4 Comments
User's avatar
Anton's avatar

Anthony — this was outstanding. You offered exactly what’s so often missing in historical criticism: an unflinching eye for tone. I appreciate how you parsed not just the facts but the framing, which shapes interpretation as much as any citation.

Your observation that MacCulloch subtly anthropomorphizes manuscripts (“conspire,” “hide”) to imply a hidden agenda—without making an actual argument—is a masterclass in rhetorical analysis. It’s academic sleight-of-hand, and you caught it.

Also loved this line:

“Reading MacCulloch’s Christianity, it is hard not to sense the mind of a man who resents his upbringing in the Christian faith, in spite of his testimony to the contrary.”

That’s it. There’s an uncanny coldness to his lens—like he’s documenting a species he once belonged to, but now studies from behind glass.

Would love to see you eventually write a “Companion to MacCulloch” — not to refute, but to reframe. His reach is broad; the counterbalance should be, too.

Following with interest,

—Anton

Permission to Be Powerful

Expand full comment
Anthony Costello's avatar

Anton,

Thanks for reading, and for the very encouraging comment. It's much appreciated. One doesn't always get substantive feedback like this.

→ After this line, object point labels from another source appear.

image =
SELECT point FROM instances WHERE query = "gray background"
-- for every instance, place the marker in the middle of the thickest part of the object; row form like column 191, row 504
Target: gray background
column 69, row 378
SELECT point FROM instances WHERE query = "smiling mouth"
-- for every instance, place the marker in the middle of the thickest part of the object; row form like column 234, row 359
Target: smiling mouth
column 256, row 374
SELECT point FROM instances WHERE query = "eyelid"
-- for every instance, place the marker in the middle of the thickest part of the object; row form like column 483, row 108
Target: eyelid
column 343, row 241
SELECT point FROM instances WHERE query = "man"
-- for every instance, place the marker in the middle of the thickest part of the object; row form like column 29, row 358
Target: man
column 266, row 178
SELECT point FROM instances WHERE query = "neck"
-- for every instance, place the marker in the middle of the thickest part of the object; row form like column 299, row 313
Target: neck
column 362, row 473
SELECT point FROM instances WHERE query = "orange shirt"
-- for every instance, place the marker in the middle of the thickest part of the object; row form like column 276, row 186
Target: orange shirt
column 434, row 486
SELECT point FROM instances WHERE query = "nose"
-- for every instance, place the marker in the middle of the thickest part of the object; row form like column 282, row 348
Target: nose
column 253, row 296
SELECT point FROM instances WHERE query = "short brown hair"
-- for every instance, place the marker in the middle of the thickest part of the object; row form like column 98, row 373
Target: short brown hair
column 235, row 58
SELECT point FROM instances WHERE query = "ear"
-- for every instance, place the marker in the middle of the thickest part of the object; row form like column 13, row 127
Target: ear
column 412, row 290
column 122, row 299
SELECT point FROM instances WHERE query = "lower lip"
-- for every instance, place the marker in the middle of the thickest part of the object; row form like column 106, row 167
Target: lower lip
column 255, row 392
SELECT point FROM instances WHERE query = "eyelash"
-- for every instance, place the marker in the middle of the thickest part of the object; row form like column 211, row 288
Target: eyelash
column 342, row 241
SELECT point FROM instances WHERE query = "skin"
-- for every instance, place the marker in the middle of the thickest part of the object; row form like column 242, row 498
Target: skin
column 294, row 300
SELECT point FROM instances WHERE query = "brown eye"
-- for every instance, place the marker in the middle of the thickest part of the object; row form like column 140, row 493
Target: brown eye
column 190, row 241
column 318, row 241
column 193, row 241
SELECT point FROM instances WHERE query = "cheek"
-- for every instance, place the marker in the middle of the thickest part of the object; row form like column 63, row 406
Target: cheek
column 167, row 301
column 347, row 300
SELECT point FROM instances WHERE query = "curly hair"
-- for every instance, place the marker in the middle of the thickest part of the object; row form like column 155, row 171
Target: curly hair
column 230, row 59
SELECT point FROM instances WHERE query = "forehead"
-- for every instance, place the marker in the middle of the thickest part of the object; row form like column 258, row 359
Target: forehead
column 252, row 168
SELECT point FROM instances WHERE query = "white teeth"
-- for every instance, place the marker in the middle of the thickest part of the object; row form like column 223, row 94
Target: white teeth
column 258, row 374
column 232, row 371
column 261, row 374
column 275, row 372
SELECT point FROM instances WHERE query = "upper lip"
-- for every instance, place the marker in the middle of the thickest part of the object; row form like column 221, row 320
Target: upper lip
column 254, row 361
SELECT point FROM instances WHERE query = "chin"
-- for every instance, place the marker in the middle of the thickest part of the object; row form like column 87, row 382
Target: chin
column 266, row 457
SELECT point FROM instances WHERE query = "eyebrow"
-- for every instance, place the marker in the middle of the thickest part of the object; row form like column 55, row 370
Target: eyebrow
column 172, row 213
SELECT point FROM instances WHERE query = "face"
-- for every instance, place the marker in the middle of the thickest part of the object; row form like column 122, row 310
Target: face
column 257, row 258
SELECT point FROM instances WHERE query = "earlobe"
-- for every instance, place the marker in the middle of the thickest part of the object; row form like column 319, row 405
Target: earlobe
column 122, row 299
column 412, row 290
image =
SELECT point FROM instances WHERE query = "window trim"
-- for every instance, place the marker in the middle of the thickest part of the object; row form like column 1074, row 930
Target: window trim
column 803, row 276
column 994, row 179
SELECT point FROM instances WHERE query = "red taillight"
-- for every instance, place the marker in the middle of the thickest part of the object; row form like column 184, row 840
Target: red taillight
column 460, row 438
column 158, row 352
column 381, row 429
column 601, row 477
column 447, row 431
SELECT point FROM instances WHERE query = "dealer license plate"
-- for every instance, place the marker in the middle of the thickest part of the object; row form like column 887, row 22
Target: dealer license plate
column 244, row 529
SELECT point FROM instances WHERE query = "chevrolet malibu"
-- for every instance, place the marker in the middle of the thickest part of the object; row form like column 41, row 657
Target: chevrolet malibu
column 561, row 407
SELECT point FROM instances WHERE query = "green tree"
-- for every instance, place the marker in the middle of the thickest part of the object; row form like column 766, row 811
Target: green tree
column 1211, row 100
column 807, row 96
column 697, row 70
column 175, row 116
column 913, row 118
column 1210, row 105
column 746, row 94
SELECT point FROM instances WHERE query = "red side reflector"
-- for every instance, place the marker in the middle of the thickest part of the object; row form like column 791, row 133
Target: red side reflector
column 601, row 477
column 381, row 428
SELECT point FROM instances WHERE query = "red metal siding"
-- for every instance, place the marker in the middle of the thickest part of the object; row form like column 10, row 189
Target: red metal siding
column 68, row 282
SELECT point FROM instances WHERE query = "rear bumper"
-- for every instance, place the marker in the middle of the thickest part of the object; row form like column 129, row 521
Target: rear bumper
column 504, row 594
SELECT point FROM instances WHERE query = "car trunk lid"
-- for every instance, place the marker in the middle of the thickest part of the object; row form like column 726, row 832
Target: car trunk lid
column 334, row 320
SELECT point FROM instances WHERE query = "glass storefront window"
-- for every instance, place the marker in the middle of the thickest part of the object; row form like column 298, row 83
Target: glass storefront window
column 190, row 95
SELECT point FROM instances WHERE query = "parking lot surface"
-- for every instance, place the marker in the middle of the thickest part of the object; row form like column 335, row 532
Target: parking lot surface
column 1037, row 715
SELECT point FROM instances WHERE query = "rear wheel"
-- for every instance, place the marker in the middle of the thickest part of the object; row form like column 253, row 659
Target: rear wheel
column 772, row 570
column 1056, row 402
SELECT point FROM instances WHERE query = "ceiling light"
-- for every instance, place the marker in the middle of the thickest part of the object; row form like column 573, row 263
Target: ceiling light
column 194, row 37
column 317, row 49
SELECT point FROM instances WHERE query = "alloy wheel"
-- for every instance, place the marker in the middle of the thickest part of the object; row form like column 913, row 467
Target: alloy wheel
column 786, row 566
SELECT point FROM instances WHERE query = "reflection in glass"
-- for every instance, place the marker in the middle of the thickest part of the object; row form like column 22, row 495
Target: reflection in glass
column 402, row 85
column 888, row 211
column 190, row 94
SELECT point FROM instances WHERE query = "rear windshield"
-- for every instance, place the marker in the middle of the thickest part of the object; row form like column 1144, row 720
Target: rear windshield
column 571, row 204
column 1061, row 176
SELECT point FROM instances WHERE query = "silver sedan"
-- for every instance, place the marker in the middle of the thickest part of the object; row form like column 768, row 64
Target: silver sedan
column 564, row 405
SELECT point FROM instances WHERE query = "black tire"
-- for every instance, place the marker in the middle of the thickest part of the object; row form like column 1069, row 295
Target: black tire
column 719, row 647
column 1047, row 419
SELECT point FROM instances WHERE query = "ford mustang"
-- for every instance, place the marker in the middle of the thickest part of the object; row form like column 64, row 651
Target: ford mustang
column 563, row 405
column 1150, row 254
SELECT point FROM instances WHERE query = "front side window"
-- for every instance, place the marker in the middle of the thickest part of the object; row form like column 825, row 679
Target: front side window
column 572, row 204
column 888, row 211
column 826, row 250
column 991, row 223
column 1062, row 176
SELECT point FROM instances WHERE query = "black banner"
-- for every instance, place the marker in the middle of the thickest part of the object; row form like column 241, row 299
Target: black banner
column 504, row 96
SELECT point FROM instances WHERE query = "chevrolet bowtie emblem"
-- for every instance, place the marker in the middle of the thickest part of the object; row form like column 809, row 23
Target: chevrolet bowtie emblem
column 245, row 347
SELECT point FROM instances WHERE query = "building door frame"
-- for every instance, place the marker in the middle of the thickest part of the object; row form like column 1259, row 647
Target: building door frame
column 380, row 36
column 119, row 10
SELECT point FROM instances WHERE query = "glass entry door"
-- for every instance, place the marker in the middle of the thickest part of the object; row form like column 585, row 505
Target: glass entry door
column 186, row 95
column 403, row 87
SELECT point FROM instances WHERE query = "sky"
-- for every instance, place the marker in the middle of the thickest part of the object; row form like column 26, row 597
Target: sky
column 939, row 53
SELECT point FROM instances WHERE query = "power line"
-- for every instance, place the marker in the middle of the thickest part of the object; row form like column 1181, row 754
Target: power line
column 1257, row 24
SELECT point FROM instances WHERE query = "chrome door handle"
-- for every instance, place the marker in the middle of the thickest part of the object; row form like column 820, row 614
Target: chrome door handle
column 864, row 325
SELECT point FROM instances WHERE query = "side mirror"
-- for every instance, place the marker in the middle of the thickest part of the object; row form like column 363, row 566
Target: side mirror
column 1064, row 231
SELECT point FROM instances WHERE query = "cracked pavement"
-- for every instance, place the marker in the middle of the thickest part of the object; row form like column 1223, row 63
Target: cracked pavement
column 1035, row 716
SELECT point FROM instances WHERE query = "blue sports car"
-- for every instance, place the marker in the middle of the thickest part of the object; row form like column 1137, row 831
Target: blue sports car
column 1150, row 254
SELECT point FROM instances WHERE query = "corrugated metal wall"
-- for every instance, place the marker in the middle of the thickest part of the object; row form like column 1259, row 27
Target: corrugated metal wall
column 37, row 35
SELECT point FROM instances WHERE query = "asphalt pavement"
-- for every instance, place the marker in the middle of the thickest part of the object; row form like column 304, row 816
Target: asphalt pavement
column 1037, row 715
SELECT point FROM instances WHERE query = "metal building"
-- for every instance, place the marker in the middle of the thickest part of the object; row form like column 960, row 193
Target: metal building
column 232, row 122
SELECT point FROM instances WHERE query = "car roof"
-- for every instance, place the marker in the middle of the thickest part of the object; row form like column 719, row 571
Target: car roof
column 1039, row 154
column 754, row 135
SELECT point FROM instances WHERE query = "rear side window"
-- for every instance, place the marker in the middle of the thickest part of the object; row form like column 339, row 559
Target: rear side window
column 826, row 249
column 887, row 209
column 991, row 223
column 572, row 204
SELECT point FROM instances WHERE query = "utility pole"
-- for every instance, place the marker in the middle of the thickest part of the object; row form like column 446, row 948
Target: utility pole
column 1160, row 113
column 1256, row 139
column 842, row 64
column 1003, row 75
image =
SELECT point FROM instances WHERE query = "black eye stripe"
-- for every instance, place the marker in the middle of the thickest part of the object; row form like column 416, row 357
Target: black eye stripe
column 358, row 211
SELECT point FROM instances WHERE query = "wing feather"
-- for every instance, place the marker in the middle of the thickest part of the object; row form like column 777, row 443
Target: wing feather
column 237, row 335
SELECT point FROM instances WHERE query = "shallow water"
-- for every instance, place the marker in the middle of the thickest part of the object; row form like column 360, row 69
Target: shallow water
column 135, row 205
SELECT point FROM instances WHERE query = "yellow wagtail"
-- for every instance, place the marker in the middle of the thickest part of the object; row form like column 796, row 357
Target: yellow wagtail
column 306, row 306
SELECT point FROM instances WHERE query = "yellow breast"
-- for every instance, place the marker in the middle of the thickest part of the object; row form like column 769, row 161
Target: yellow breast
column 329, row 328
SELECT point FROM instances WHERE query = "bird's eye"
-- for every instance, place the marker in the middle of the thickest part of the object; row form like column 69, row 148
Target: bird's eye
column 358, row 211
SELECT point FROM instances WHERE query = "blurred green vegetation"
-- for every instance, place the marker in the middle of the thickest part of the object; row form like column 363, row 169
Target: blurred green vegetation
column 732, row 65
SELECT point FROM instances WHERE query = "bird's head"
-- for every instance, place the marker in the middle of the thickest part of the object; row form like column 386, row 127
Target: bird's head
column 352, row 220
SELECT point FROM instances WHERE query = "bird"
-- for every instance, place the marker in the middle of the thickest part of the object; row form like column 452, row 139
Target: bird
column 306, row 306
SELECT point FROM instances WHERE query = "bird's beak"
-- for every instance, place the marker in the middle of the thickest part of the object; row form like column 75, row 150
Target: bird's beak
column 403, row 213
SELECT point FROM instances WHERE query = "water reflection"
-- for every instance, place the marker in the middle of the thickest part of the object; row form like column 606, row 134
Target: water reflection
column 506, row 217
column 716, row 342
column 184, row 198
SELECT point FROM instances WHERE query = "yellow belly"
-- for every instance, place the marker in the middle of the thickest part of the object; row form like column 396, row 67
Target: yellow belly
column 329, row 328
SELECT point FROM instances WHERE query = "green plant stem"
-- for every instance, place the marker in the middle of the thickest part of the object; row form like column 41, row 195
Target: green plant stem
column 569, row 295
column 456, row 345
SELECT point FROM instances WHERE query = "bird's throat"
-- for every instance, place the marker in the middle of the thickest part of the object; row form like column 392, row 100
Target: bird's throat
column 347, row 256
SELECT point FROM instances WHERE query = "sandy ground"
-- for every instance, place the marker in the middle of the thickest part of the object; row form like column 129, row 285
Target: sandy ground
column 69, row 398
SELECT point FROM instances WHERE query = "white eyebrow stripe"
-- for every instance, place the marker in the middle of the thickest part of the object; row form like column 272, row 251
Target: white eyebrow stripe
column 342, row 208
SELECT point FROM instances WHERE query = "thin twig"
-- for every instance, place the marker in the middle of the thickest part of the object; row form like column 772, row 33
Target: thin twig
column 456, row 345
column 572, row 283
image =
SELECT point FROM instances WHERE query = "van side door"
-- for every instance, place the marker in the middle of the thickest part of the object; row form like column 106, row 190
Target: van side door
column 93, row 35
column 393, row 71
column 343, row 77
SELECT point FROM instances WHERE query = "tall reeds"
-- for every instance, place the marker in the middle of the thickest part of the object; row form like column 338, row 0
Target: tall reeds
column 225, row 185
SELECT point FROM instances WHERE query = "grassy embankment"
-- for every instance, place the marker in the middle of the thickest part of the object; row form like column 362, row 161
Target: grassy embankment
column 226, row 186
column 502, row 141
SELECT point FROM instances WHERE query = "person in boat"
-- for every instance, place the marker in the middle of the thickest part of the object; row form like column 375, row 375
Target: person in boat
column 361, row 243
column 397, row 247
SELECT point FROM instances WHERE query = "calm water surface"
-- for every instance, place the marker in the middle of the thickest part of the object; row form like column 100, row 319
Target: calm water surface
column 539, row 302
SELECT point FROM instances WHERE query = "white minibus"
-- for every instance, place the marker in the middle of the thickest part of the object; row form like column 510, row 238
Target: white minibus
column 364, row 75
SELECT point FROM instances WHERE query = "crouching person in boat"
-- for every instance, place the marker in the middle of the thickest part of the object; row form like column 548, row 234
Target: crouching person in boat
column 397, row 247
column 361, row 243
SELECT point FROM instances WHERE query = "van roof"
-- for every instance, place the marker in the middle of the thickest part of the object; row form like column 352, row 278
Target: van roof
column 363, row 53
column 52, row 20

I still think the book is to be recommended, so long as the reader goes in with a fair, but critical, eye you can spit out the rhetorical bones and keep the meat.

Peace,

Anthony

Expand full comment
Peter S Bradley's avatar

MacCulloch's approach reminds me of lapsed Catholics who say "I grew up Catholic, so I know what the Catholic church teaches" and then launch into a farrago of things they misremember from went they were twelve.

It is an attempt to curry favor, but as you point out, it lacks empathy and has a "Gorillas in the Mist" feel.

Expand full comment
Anthony Costello's avatar

Peter,

Yes, it definitely has that feel. MacCulloch's bias is not that hard to discern. And while I don't want to diminish the seriousness of the book, or his grasp of the data, nevertheless, that his attitude distorts the data, at least at points, is rather obvious.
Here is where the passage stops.